Kosma and her colleagues also discovered that the whales, for one, hunt on hunt and form nets on their own at the site. This is unusual, since network formation is actually known as a cooperation technique. On the other hand Kosma observed from the recordings that the whales not only enter the school steeply from below but also use their fins sideways. Closer examination of the conditions showed that the amount of light and the visibility under water probably play a role in this. The vertical ascent was used in direct sunlight, the lateral use only when there is shade on the water or when avoiding an obstacle. The researchers suspect that the fish are confused by the bright underside of the fins and the fins form a current toward the mouth, which is dark and signals safety, forms and the fish “voluntarily” swim there. But the scientists emphasize that their observations apply only to the whales in this region. Here, millions of young salmon are released from the nursery into the wild every year. and the whales must have learned this. Richard Connor, a cetacean expert at the University of Massachusetts who has seen the footage says that humpback whales use their pectoral fins for many behaviors. He suspects that the use for hunting favored the development of such long fins. “It is likely that hunting success is a major factor of selection that favored the animals with longer pectoral fins. The whales have been fishing this way for a long time. Now we finally have aerial photographs that let us see that, too.” But whether other humpback whale populations use fins in a similar way when feeding remains to be seen.

The graphic and series of images show how a humpback whale uses their flippers and head when they bring fish into their mouth from the side. In doing so, the fin forms a second barrier and the whale only has to swim through the shoal. Image & Graphics: Kosma et al. (2019) R Soc Op Scie .

Humpback whales are remarkable animals in many ways.
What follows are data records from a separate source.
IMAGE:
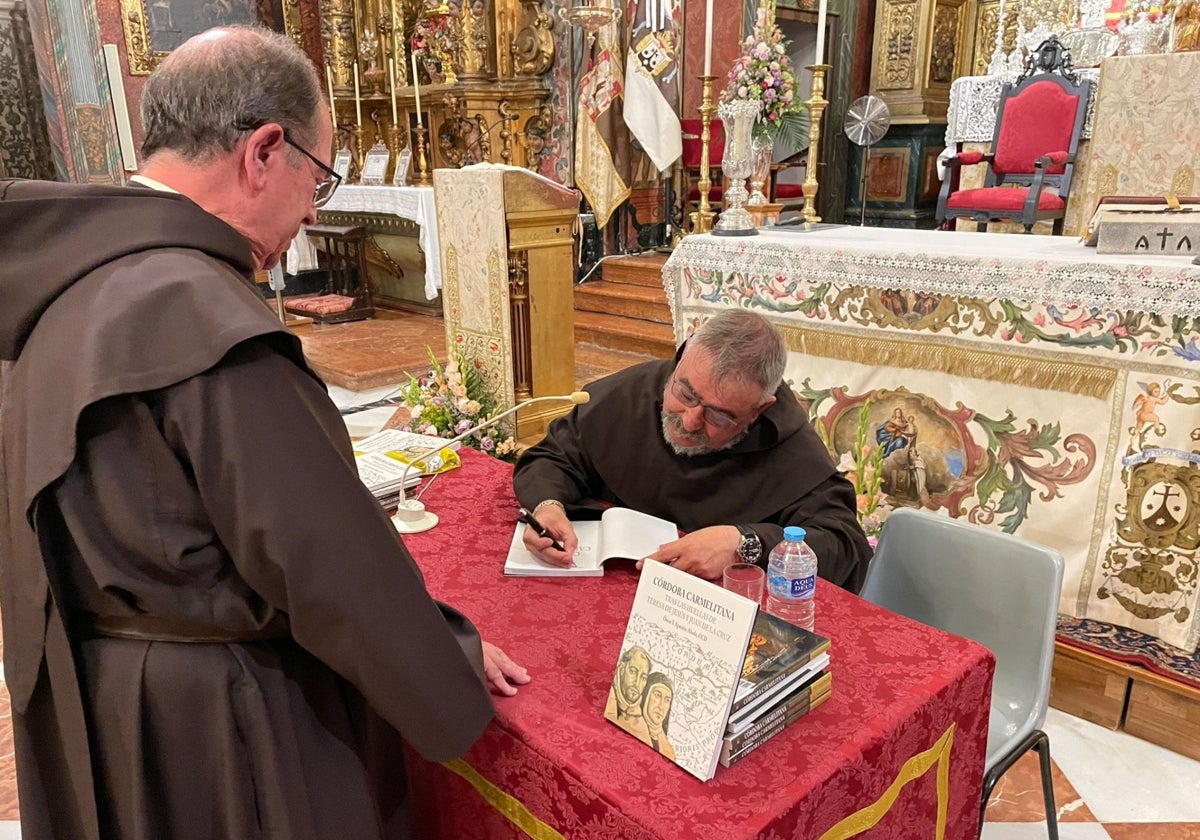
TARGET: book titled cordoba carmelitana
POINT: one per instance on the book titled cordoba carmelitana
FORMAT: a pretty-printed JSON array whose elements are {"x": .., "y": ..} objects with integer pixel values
[{"x": 679, "y": 666}]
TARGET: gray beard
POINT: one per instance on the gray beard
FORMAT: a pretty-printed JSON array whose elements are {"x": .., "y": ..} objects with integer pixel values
[{"x": 672, "y": 423}]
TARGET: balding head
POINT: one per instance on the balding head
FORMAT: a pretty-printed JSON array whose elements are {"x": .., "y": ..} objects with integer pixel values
[
  {"x": 742, "y": 347},
  {"x": 226, "y": 77}
]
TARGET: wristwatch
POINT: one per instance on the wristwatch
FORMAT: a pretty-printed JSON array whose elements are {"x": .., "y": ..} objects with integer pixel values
[{"x": 750, "y": 547}]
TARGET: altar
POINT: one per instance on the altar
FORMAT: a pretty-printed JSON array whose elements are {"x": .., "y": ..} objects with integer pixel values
[
  {"x": 1044, "y": 390},
  {"x": 391, "y": 215}
]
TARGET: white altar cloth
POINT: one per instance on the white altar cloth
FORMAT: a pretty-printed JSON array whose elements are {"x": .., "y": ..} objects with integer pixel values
[
  {"x": 955, "y": 263},
  {"x": 1056, "y": 390},
  {"x": 412, "y": 203}
]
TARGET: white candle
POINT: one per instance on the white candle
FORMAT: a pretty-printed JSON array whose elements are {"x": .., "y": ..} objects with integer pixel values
[
  {"x": 708, "y": 37},
  {"x": 333, "y": 111},
  {"x": 358, "y": 101},
  {"x": 821, "y": 18},
  {"x": 417, "y": 90},
  {"x": 391, "y": 76}
]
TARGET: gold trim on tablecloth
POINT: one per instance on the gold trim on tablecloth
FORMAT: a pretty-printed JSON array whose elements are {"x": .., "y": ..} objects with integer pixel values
[
  {"x": 1092, "y": 381},
  {"x": 511, "y": 808},
  {"x": 916, "y": 767}
]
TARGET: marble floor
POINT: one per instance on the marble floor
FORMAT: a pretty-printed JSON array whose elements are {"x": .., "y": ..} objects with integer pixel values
[{"x": 1108, "y": 785}]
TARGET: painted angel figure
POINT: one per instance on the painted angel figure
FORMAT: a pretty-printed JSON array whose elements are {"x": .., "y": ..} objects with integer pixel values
[{"x": 1145, "y": 407}]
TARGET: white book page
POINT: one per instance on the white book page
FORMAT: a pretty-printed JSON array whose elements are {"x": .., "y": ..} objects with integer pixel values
[
  {"x": 587, "y": 556},
  {"x": 630, "y": 534}
]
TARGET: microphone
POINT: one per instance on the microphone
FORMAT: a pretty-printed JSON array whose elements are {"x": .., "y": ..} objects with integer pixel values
[{"x": 411, "y": 515}]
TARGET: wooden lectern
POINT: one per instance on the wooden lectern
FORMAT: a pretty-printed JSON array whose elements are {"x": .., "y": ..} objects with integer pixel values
[{"x": 508, "y": 265}]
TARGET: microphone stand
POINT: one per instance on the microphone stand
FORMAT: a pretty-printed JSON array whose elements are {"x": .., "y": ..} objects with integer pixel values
[{"x": 411, "y": 515}]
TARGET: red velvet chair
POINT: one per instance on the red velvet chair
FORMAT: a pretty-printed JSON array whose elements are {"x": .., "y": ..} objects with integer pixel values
[
  {"x": 691, "y": 147},
  {"x": 1035, "y": 145}
]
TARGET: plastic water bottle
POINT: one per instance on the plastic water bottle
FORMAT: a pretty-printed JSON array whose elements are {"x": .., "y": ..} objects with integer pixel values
[{"x": 792, "y": 580}]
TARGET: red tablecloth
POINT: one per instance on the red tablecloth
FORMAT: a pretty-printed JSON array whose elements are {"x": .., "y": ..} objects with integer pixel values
[{"x": 904, "y": 696}]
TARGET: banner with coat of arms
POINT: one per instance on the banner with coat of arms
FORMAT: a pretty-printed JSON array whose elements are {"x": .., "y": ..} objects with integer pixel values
[
  {"x": 600, "y": 162},
  {"x": 652, "y": 79}
]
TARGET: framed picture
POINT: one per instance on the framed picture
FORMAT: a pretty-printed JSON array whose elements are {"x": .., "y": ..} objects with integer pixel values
[
  {"x": 400, "y": 178},
  {"x": 154, "y": 28},
  {"x": 342, "y": 163},
  {"x": 375, "y": 166}
]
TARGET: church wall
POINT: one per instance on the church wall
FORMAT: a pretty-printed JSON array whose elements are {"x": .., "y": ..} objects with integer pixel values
[
  {"x": 75, "y": 89},
  {"x": 24, "y": 143}
]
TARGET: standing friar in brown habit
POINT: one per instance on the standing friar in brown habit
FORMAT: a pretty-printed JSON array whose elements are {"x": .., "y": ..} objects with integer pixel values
[{"x": 211, "y": 629}]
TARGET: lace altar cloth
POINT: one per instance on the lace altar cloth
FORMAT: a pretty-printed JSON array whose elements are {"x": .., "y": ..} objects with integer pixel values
[
  {"x": 412, "y": 203},
  {"x": 971, "y": 117},
  {"x": 1053, "y": 269},
  {"x": 551, "y": 760}
]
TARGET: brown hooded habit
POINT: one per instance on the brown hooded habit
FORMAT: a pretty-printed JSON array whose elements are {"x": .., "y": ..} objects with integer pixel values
[
  {"x": 611, "y": 451},
  {"x": 204, "y": 610}
]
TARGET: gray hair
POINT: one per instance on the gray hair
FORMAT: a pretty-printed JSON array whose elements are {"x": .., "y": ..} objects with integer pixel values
[
  {"x": 222, "y": 77},
  {"x": 743, "y": 347}
]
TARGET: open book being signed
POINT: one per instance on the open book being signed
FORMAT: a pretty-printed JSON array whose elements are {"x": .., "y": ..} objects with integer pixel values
[{"x": 621, "y": 533}]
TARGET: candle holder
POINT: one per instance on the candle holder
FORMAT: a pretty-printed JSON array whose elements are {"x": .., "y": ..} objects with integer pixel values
[
  {"x": 816, "y": 108},
  {"x": 423, "y": 167},
  {"x": 359, "y": 151},
  {"x": 702, "y": 219}
]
They migrate thousands of kilometers each year from breeding sites in the warm and tropical zones to feeding grounds in the Arctic and Antarctic; They have a distinctive communication and songs, which they can vary and calves learn from their mothers the routes and resting places during their migration. during migration; Young animals remain in Antarctica along the pack-ice boundary for several years after weaning. Of all the whale species that have been hunted, most humpback whale populations have recovered the best; They exhibit various behaviors such as breaching, fin pointing, fluking, and spyhopping that cannot yet be fully explained. Researchers still have a lot to to learn about these giant marine mammals.